Obrigado pela ajuda, cara. Eu segui seu conselho, passei um threshold bem baixo pra Compute() e realmente os resultados foram melhores.
Infelizmente parece que kmeans não é a melhor técnica pro q eu preciso, vou dar uma olhada nesse link q vc me passou pra ver.
Muito obrigado pela atenção e parabéns pelo trabalho.
Até mais.
Hugo
Hello,
I am learning a lot thanks for the sharing these. Is it possible to modify KMeans to cluster strings?
Hello César,
In each time when i use kmean with same multivariate data to achieve discrete observation sequence, it is giving different observation sequences.
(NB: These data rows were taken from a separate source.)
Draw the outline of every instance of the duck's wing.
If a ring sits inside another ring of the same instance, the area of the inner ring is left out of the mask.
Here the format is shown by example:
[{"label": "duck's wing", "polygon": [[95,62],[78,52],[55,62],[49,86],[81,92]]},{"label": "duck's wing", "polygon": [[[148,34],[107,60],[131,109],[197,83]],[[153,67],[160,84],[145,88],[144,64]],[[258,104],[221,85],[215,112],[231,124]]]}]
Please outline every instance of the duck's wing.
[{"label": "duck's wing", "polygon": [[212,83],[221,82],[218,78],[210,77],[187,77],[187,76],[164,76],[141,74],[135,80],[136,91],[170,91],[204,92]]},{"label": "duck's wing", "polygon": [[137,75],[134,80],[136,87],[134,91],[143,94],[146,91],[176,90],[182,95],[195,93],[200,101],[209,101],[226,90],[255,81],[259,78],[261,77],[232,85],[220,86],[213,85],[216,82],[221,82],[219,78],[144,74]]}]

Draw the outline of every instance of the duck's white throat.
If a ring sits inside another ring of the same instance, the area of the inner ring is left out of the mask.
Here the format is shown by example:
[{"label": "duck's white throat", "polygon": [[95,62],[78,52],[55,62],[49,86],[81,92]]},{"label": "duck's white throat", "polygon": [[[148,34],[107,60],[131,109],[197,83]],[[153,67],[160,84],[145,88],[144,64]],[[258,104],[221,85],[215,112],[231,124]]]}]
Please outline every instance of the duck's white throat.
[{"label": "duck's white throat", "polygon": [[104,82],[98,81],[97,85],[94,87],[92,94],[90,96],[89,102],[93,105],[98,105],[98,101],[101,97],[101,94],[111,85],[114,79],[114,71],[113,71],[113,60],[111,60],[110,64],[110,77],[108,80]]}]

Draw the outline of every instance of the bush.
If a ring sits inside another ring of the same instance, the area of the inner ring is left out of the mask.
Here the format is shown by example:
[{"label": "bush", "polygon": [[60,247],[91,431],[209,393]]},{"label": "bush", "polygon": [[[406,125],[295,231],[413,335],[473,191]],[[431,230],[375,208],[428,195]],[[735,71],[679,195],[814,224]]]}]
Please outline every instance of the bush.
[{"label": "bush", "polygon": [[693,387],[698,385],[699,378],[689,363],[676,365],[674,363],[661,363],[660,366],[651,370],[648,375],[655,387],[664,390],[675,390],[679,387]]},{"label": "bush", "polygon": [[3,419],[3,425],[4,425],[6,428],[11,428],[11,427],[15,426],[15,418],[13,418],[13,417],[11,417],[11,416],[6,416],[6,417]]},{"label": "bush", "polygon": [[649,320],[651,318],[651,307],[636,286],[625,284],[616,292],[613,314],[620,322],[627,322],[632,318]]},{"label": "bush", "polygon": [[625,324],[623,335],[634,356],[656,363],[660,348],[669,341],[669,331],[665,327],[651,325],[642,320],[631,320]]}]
I mean label of cluster is changing and sometimes some data points belongs to different cluster when i run the code again with same data.
Do you know how i can make it fixed?
regards, coder
Hello!
The easiest way to achieve fixed cluster labels would be to fix the random number generator with a seed, using
Accord.Math.Tools.SetupGenerator(0);
However, a much more proper way to do it would be to order the clusters by size! After you run the clustering algorithm, sort the clusters by their Proportion and store their positions in a new vector to act as a dictionary. Then you can use this new ordering to achieve more reproducible results.